21/04/2026
DPM Ă Maurice : le droit face aux illusions politiques
À force de vouloir politiser le droit, certains finissent par travestir la réalité constitutionnelle. Le débat actuel autour du Deputy Prime Minister (DPM) à Maurice en est l’illustration la plus frappante. Il faut le dire sans détour : la Constitution n’impose nullement la nomination d’un DPM, et il est juridiquement erroné de prétendre que la Cour suprême pourrait contraindre le Premier ministre à procéder à une telle nomination.
Une lecture rigoureuse de la Constitution of Mauritius, notamment de ses articles 59 et 60, dissipe toute ambiguïté. L’article 59 confère au Prime Minister of Mauritius le pouvoir de composer librement son gouvernement, en conseillant le Président dans la nomination des ministres. L’article 60 encadre, quant à lui, la cessation de leurs fonctions — démission, révocation, perte du mandat parlementaire ou changement de gouvernement. Nulle part, absolument nulle part, il n’est question d’une obligation de nommer ou de maintenir un Deputy Prime Minister. Le constat s’impose donc avec évidence : le DPM n’est pas une exigence constitutionnelle, mais une construction purement politique.
Dans l’imaginaire collectif, le DPM incarne un « numéro deux », un pilier de stabilité, un relais du pouvoir. Mais cette perception relève davantage de la pratique que du droit. En réalité, cette fonction ne dispose d’aucune autonomie constitutionnelle propre ; elle n’existe que par la volonté du Premier ministre, qui peut la créer, la modifier ou s’en passer totalement. Le fonctionnement de l’État, lui, n’en dépend en rien.

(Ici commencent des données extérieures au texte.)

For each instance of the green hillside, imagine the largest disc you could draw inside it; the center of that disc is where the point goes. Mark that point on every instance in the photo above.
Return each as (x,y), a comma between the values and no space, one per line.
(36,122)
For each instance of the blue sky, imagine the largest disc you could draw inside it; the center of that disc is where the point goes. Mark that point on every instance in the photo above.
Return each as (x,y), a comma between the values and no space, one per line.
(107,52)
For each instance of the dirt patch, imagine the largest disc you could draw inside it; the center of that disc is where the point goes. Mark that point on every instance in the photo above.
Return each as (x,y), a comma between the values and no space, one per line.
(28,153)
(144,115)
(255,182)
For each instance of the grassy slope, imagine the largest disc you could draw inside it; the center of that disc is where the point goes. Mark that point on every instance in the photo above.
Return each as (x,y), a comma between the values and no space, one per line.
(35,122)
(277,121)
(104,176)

Cette réalité s’inscrit d’ailleurs pleinement dans la tradition des systèmes de type Westminster. Au Royaume-Uni, le poste de Deputy Prime Minister n’est ni permanent ni juridiquement requis ; certains gouvernements s’en passent totalement, d’autres lui préfèrent des titres alternatifs comme celui de « First Secretary of State ». En Inde également, la fonction existe par opportunité politique, et non par exigence constitutionnelle. Maurice ne fait donc pas exception : le DPM y est un instrument d’équilibre politique, non un pilier juridique de l’État.
C’est précisément à ce point que le débat dérape. Soutenir que le leader de l’opposition pourrait saisir la Supreme Court of Mauritius afin de contraindre le Premier ministre à nommer un DPM relève d’une confusion profonde entre droit et stratégie politique. Une injonction n’est pas un outil de convenance ; elle suppose l’existence d’une obligation légale claire, ainsi qu’un manquement à cette obligation. Or, en l’espèce, cette obligation n’existe pas.
Plus fondamentalement encore, la nomination des ministres relève du pouvoir discrétionnaire du Premier ministre, un domaine qui, par nature, échappe au contrôle judiciaire lorsqu’il touche au cœur de l’action politique. La jurisprudence des systèmes de common law est constante sur ce point : les décisions relatives à la composition du gouvernement sont en principe non justiciables, sauf illégalité manifeste. Admettre le contraire reviendrait à franchir une ligne rouge — celle qui transformerait le juge en acteur du pouvoir exécutif, en contradiction directe avec le principe fondamental de séparation des pouvoirs.
Dès lors, pourquoi mobiliser un tel argument ? Parce qu’il ne s’agit pas de droit, mais de narratif. Il s’agit de créer une pression publique, d’habiller une revendication politique d’un vernis juridique, de déplacer un rapport de force sur le terrain judiciaire. Cette tentation de judiciariser le politique n’est pas nouvelle, mais elle demeure dangereuse. Car à force de solliciter le juge pour trancher ce qui relève du politique, on finit par fragiliser l’équilibre institutionnel que la Constitution entend précisément préserver.
La seule lecture sérieuse est pourtant limpide : le Deputy Prime Minister est facultatif, le Premier ministre en décide seul, et la Cour suprême ne peut imposer une nomination politique. Tout le reste relève de l’interprétation — voire de la stratégie. À Maurice, la Constitution ne se plie pas aux intérêts du moment. Le droit n’est pas un accessoire du débat politique ; il en constitue la limite. Et lorsque cette limite est franchie, ce n’est pas la Constitution qui vacille — ce sont ceux qui prétendent parler en son nom.